Consider this the DVD bonus feature you didn’t get with the book: an illustrated tour of all of the rough ideas that were refined into the finished book.
When I had the idea for a miniature golf book, the first thing I thought of was hitting the ball into the hole, and having it drop down to the next page. That part seemed pretty easy to do – just cut a hole in the page. More of a challenge was coming up with walls. The miniature golf courses of my childhood tended to have walls made of spraypainted bricks – solid enough that the ball bounced off, but usually just a little askew from years of being stepped on and banged into with clubs. As bricks aren’t a great material to make a book out of, the first thing I did was to try and find a material that would work instead. The image at the top of the page was my very first experiment with making pages that A) had walls attached to them, and B) could still close like a book. It’s made out of foamcore, which they also don’t make books out of, but at that point I figured I’d work out the mechanics first, then figure out the materials.
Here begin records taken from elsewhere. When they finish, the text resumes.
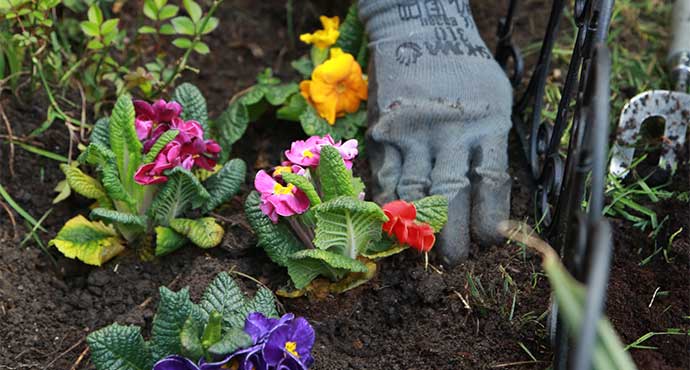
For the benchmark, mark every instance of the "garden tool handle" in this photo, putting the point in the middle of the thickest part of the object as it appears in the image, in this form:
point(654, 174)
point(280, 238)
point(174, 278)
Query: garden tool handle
point(679, 53)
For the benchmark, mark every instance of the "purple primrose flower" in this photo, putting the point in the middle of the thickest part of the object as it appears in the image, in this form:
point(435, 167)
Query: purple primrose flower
point(278, 344)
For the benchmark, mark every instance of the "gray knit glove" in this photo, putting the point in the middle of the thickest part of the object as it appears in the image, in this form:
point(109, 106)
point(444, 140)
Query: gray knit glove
point(439, 113)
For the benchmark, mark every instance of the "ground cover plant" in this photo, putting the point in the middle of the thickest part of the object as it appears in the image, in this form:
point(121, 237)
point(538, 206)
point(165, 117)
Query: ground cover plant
point(78, 47)
point(490, 312)
point(310, 216)
point(154, 166)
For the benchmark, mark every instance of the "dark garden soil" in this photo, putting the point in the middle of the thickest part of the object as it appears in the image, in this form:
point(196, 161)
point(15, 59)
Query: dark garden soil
point(489, 312)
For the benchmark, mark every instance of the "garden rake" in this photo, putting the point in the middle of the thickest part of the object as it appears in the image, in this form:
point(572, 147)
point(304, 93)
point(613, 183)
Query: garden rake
point(673, 107)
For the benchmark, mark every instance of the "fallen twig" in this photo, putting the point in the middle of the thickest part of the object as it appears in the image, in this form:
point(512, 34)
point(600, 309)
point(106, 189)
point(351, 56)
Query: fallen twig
point(80, 358)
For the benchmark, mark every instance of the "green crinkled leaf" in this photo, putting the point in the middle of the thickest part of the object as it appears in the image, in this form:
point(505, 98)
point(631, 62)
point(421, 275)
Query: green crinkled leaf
point(213, 329)
point(101, 132)
point(348, 225)
point(204, 232)
point(313, 124)
point(115, 217)
point(276, 239)
point(433, 210)
point(233, 340)
point(278, 94)
point(104, 158)
point(224, 296)
point(125, 144)
point(168, 240)
point(85, 185)
point(351, 32)
point(293, 109)
point(174, 309)
point(305, 185)
point(181, 192)
point(90, 242)
point(160, 143)
point(335, 178)
point(265, 302)
point(306, 265)
point(253, 96)
point(231, 125)
point(193, 104)
point(224, 184)
point(118, 347)
point(190, 339)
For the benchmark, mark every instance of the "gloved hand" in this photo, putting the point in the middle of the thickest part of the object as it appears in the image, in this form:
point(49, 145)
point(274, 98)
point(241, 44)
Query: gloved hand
point(439, 114)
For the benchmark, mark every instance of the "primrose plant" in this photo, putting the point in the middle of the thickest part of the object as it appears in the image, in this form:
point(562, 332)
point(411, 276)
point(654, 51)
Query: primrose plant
point(310, 216)
point(226, 330)
point(330, 98)
point(156, 171)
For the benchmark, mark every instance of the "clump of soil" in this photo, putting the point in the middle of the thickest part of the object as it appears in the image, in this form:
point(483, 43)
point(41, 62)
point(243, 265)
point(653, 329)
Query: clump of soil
point(485, 313)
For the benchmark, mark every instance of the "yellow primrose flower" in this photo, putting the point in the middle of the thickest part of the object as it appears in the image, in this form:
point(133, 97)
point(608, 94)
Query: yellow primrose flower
point(336, 87)
point(325, 37)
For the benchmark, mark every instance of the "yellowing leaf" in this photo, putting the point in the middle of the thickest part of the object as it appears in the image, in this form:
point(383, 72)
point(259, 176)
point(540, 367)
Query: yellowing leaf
point(91, 242)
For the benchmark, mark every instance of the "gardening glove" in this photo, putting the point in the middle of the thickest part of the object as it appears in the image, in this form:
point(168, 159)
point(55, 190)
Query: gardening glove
point(439, 114)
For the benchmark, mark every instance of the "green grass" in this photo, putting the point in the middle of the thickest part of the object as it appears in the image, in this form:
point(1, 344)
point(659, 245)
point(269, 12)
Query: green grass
point(638, 39)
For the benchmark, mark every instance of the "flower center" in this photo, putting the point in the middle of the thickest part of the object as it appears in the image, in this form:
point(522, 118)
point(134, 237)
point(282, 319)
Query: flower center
point(282, 190)
point(232, 365)
point(292, 348)
point(279, 170)
point(340, 88)
point(307, 154)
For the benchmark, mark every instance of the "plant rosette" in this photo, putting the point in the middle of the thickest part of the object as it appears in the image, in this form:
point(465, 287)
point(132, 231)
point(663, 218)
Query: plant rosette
point(331, 97)
point(156, 171)
point(225, 330)
point(310, 216)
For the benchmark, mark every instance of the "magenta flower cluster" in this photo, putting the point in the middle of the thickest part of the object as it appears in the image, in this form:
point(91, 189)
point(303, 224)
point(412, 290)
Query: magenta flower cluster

The next step was making a golf course. I wanted the course to go over the whole page spread (ie. the left and right pages). So my first challenge was to build up each page with walls, but for the book to still be foldable. Here’s what I came up with, the very first prototype for the book.
The first course was far simpler and more geometric than the courses in the finished book. Again, I was still working out the mechanics; the course designs would come later. Notice the wall that runs vertically through the middle of the page – if the book folded in two, with a split down the middle, there’d be no room for the walls, and it wouldn’t close properly.
So it actually folds in three – there’s a 1/4″ strip in the middle of the page (including that wall), that’s part of the spine of the book. To the left is an outside view. The course is designed in such a way that, when you fold it up, the walls don’t run into each other. They fit together like a puzzle.
However, as I did a few of these, I realized that I was really limited in how I could design the courses,if I couldn’t make walls that intersected when the book folded up. So, I came up with a way to make that work. In the overhead view of the course, you can see that two of the walls have a space in the middle with an X. When you fold the book shut, the X’s line up. One half of the X is filled in, to keep the wall solid. The other half is open, so that the opposite page’s X fits in when you close the book. Here’s a model I made to test the concept.
So, I had worked out my miniature golf book, and discovered I could design some pretty interesting courses. I even started to experiment in 3 dimensions.